Representatives of the Town of Truckee, Nevada County, the Truckee Police Department, special districts and concerned citizens met Wednesday to discuss a hard-line program to prevent graffiti in town.
“There was a time in the not-too-distant past that you didn’t see any graffiti at all,” said Nevada County Supervisor Ted Owens, who called the meeting. “We’ve had a Good Samaritan doing something about it but the wave is just getting too big.”
The Good Samaritan, who wished to remain anonymous for fear of retribution for all the graffiti he has removed, said he has been painting over graffiti for 10 years, but has seen a spike in the last two years.
He said he has painted over or removed more than 100 incidents of graffiti in the past year, which has become too much for him to undertake alone.
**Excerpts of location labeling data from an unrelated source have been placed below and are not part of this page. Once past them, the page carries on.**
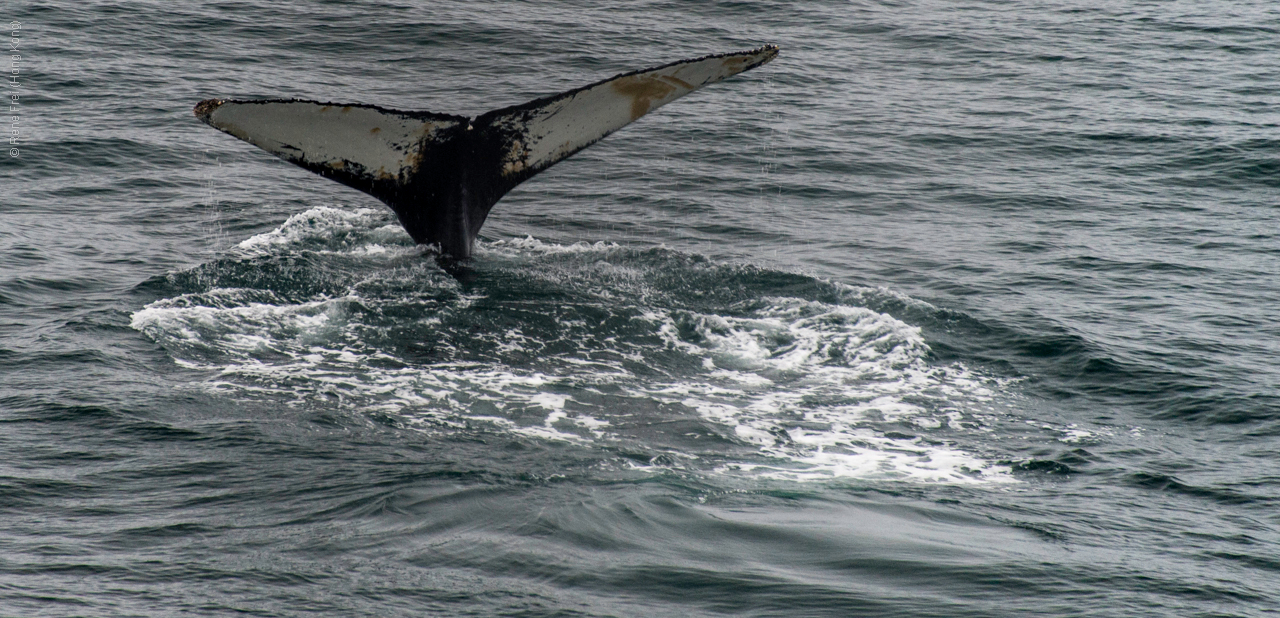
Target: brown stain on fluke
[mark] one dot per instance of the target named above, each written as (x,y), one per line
(205,108)
(643,91)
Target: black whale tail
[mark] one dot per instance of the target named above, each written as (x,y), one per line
(443,173)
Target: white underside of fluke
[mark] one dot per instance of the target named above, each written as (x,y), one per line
(384,142)
(442,173)
(581,118)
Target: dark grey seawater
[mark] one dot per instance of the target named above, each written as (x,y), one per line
(955,309)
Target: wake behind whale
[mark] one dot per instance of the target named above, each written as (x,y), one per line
(442,173)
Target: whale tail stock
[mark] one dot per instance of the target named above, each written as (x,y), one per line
(443,173)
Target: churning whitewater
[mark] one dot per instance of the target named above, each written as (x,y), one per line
(951,310)
(803,381)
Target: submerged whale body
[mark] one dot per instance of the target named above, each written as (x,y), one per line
(443,173)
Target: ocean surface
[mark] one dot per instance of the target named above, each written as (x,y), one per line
(956,309)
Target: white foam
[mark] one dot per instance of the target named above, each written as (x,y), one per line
(813,387)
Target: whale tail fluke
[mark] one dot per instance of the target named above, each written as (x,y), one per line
(443,173)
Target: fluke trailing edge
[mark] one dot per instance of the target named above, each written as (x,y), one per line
(442,173)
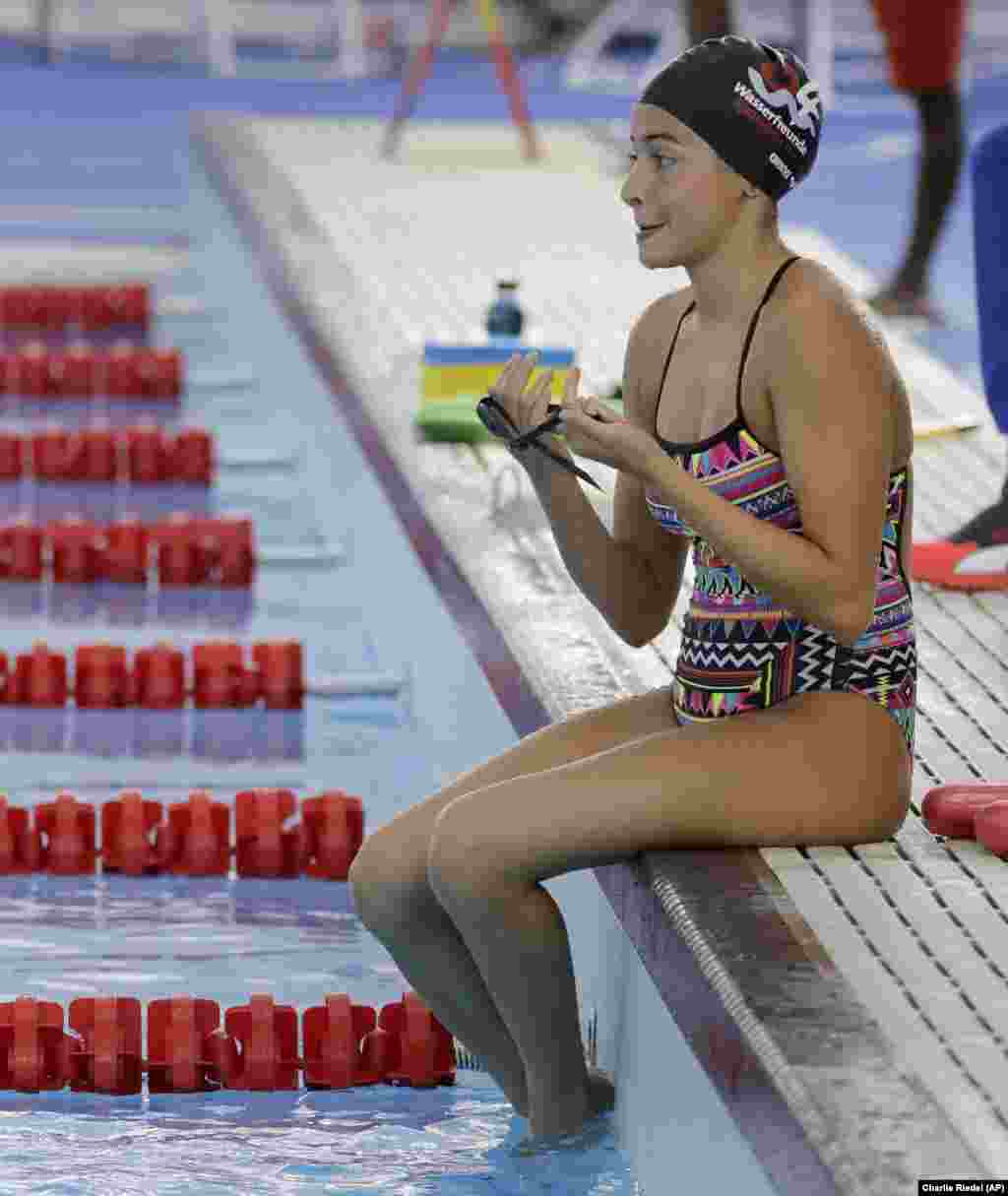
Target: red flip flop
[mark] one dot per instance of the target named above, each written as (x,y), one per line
(967,566)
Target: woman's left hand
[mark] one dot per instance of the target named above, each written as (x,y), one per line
(608,438)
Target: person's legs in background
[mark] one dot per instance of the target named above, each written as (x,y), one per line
(708,18)
(976,556)
(924,53)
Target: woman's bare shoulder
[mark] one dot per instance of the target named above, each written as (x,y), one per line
(659,316)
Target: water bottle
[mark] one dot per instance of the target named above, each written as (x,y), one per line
(505,317)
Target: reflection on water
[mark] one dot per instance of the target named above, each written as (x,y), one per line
(251,734)
(61,938)
(116,604)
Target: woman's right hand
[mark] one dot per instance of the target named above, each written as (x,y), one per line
(528,408)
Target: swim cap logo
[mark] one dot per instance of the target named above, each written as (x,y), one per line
(802,103)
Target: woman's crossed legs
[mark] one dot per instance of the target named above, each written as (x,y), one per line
(452,885)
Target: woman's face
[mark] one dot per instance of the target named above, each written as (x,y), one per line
(675,182)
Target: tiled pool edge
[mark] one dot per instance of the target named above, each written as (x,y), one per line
(795,1085)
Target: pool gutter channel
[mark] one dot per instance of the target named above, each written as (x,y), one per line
(806,1073)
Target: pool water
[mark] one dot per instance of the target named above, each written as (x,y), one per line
(62,938)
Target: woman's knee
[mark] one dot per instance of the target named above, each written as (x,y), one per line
(390,890)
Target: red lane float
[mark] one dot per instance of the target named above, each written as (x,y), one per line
(156,678)
(195,840)
(141,454)
(53,309)
(83,371)
(345,1045)
(184,550)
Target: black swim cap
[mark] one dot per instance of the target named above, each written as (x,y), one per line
(753,104)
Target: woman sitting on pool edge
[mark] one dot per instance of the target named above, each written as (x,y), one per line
(778,439)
Glenshire Elementary School was vandalized Jan. 27 with more than $400-worth of damage, which constitutes a felony charge, said Dennis Williams, superintendent for Tahoe Truckee Unified School District.
“It was the largest amount I’ve seen since I’ve been here almost four years,” Williams said.
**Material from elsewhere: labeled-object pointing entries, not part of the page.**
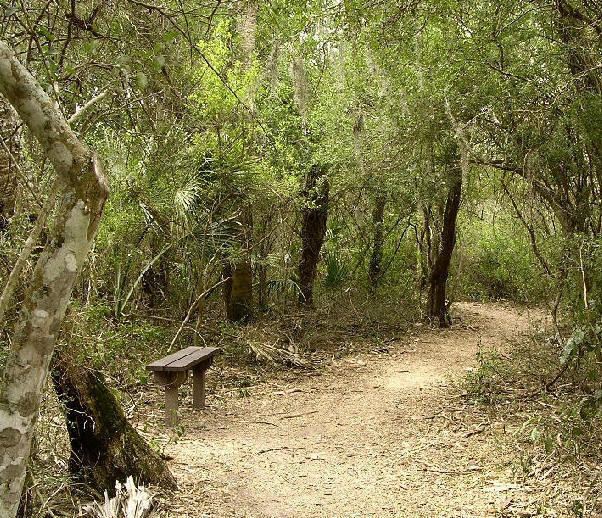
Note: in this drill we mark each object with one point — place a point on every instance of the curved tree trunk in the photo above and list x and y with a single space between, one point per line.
437 306
378 221
105 448
313 230
84 193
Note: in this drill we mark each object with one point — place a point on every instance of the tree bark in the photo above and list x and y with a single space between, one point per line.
84 193
313 230
238 270
378 221
105 448
437 305
10 148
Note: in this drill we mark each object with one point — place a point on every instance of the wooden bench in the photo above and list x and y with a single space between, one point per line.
170 372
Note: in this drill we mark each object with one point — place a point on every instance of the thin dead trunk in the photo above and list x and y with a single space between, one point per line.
378 220
84 193
313 230
238 272
437 304
105 448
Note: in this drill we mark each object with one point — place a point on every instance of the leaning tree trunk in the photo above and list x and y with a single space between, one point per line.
437 306
105 448
313 230
84 193
10 148
378 241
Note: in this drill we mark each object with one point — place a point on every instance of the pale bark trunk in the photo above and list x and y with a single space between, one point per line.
84 193
10 148
378 241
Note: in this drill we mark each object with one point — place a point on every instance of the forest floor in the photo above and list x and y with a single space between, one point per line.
383 433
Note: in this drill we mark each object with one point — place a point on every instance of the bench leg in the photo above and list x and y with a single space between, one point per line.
198 388
171 382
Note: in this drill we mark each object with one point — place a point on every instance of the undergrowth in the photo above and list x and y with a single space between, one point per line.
556 421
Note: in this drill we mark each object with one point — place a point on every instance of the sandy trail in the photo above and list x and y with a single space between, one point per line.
376 435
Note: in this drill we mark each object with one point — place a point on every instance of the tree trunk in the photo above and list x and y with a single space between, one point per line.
437 305
238 289
313 230
84 193
378 220
105 448
10 149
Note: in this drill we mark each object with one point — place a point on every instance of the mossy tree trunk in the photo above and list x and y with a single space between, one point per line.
105 448
437 304
313 230
82 200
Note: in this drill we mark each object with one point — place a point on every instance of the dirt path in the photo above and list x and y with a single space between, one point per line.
364 439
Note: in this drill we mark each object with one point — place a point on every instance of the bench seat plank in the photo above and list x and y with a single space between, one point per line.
183 360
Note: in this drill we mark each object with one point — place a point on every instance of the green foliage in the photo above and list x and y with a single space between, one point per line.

Mark Thomas, water superintendent for the Truckee Donner Public Utility District, said water tanks are a common target for graffiti.
“With the paint, renting a lift, and man-hours, we probably spent $7,000 this year for graffiti,” Thomas said.
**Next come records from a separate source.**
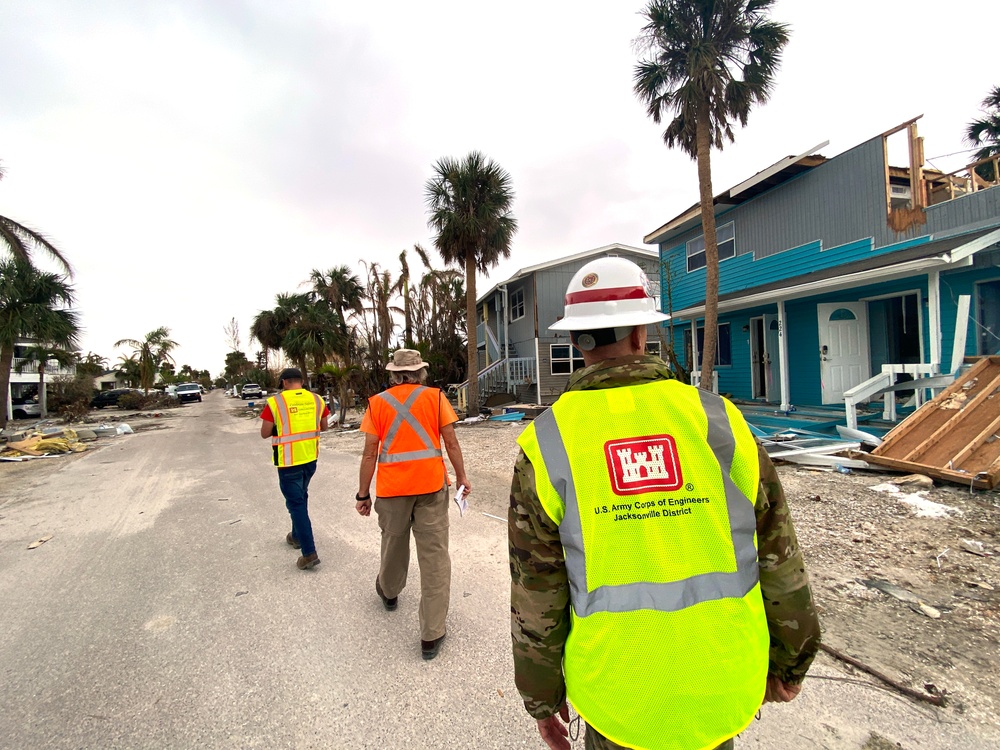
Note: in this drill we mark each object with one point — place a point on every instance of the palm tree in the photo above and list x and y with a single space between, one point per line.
19 240
151 353
91 364
32 303
128 369
985 133
707 63
41 354
469 203
341 378
342 292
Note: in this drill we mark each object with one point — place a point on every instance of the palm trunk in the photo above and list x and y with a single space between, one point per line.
472 390
408 324
42 400
704 147
6 362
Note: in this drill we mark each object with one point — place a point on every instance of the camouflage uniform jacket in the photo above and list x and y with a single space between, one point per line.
540 615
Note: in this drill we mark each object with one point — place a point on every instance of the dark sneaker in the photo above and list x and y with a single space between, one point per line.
389 604
308 561
429 649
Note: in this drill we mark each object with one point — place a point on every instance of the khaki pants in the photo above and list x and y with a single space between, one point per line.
594 740
427 515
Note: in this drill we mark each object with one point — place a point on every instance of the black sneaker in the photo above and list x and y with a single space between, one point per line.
389 604
429 649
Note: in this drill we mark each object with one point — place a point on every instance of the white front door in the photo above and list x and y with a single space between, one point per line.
843 348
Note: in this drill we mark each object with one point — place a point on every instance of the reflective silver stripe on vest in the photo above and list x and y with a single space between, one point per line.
662 597
403 415
297 437
286 441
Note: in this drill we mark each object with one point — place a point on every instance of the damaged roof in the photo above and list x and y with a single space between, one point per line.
774 175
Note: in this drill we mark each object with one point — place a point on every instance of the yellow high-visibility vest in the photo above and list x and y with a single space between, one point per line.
298 416
653 489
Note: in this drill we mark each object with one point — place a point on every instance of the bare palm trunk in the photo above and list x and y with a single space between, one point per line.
472 390
6 362
42 400
704 147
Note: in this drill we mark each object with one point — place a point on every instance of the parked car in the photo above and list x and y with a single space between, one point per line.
109 398
251 390
27 408
189 392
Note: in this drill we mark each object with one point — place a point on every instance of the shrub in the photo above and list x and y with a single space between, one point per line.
69 397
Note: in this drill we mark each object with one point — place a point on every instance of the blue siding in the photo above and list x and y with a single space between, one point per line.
743 272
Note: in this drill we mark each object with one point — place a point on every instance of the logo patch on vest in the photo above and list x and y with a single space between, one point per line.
643 464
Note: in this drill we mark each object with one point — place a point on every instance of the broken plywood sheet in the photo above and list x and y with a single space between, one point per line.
954 437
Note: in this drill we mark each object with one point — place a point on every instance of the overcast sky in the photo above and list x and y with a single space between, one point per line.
194 159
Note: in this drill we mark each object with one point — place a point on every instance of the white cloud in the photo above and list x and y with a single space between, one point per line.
195 159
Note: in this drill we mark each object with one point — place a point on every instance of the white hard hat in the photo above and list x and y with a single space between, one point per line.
608 293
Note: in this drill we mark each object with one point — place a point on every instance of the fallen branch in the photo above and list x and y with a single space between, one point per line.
937 700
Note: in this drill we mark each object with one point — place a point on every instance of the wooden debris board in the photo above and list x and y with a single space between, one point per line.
954 437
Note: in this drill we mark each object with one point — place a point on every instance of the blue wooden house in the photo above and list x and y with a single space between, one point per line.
837 272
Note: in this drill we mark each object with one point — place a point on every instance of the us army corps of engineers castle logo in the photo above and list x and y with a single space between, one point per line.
638 465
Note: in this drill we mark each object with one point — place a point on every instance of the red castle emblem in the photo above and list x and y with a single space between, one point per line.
645 464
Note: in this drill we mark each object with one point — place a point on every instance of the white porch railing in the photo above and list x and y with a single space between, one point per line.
925 377
494 378
52 367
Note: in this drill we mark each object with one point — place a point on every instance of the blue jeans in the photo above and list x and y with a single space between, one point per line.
294 484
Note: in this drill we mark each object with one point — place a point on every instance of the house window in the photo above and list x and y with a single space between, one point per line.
989 317
517 305
725 237
723 347
564 359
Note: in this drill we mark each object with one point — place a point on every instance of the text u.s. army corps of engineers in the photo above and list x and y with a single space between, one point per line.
645 509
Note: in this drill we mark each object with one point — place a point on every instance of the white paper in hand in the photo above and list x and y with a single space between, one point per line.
460 501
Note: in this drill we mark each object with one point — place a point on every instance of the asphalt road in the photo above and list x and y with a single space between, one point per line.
167 612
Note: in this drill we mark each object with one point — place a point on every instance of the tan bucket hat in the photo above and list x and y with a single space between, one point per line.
406 359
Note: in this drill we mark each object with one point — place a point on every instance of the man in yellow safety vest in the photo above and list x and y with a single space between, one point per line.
657 583
293 420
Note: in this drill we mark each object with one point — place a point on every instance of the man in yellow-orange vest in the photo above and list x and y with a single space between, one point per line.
656 582
293 420
406 425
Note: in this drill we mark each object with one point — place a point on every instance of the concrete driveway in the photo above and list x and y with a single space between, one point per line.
167 612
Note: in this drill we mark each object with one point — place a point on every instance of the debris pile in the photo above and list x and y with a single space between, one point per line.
38 444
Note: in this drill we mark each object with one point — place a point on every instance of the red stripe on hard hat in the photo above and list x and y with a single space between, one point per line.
606 295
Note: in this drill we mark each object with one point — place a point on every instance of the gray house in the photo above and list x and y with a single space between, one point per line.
840 278
517 352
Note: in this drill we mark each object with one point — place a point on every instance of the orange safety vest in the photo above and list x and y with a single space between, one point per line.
410 461
298 416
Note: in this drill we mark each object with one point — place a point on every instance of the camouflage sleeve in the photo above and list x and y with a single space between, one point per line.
539 597
784 583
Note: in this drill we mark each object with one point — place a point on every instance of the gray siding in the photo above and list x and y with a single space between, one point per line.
544 294
838 202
Steve Randall, Truckee Donner Recreation and Park District general manager, said the skate park, a place traditionally covered in graffiti in other communities, has stayed relatively clean.
“We said ‘If that happens we are closing it down.’ Kids understand consequences,” Randall said.
Owens discussed making consequences for graffiti stronger.
“I’d like to explore a fine system where the money goes to painting over graffiti and a tipster program to catch taggers,” Owens said. “The message we need to send is this is not OK in Truckee.”
The tipster program would reward people for reporting vandals, Owens said.
Lt. Harwood Mitchell said the tipster program would be beneficial, and he would like to involve the probation program in both graffiti clean-up and reporting graffiti.
“Right now the town defaults to state law based on a plus-or-minus-$400 ” under $400 in damage is a misdemeanor, and over is a felony,” Mitchell said.
Williams suggested the police and local agencies keep a database of graffiti ” that way matching styles could be attributed to one person when charging the individual with an offense.
Creating positive enforcement, by creating pride in the community, can also be effective, Williams said.
“When [North Tahoe High] was hit the students were appalled, they were there cleaning it up before custodial staff could get there,” Williams said.